1. Introduction
The quantification of electromyographic (EMG) activity using surface electrodes (sEMG) is invaluable for understanding gait disorders in patients with central nervous system lesions. Several objectives underpin the need to understand these gait disorders. Firstly, EMG quantification aids in the technological identification of muscles activated during walking. Numerous studies have detailed the contributions and activation levels of lower limb muscles [
1,
2]. For instance, [
2] one has indicated the timing of different muscles’ activation during a normalized gait cycle.
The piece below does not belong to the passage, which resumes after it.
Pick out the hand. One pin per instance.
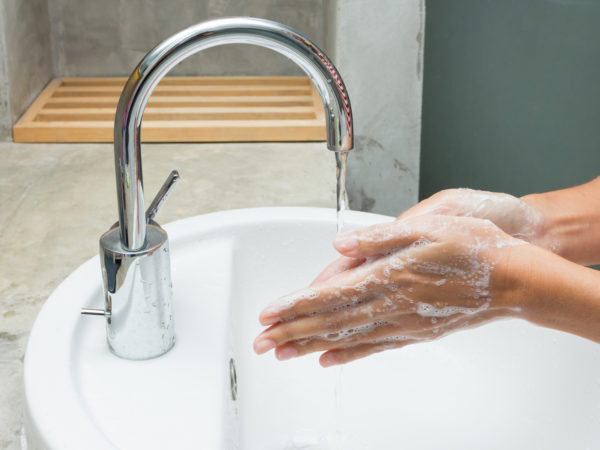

The authors observed that while timing may be similar, the intensity expressed as a percentage of maximal voluntary force differs between these muscles. Therefore, EMG activity quantification is particularly useful for identifying the nuances in muscle recruitment patterns. Quantifying these activation patterns by their temporal and/or intensity characteristics is also helpful to identify changes in muscle activation patterns, such as hyperactivity of certain muscles, co-contraction of agonist or antagonist muscle groups, or to a lesser extent, muscle paresis.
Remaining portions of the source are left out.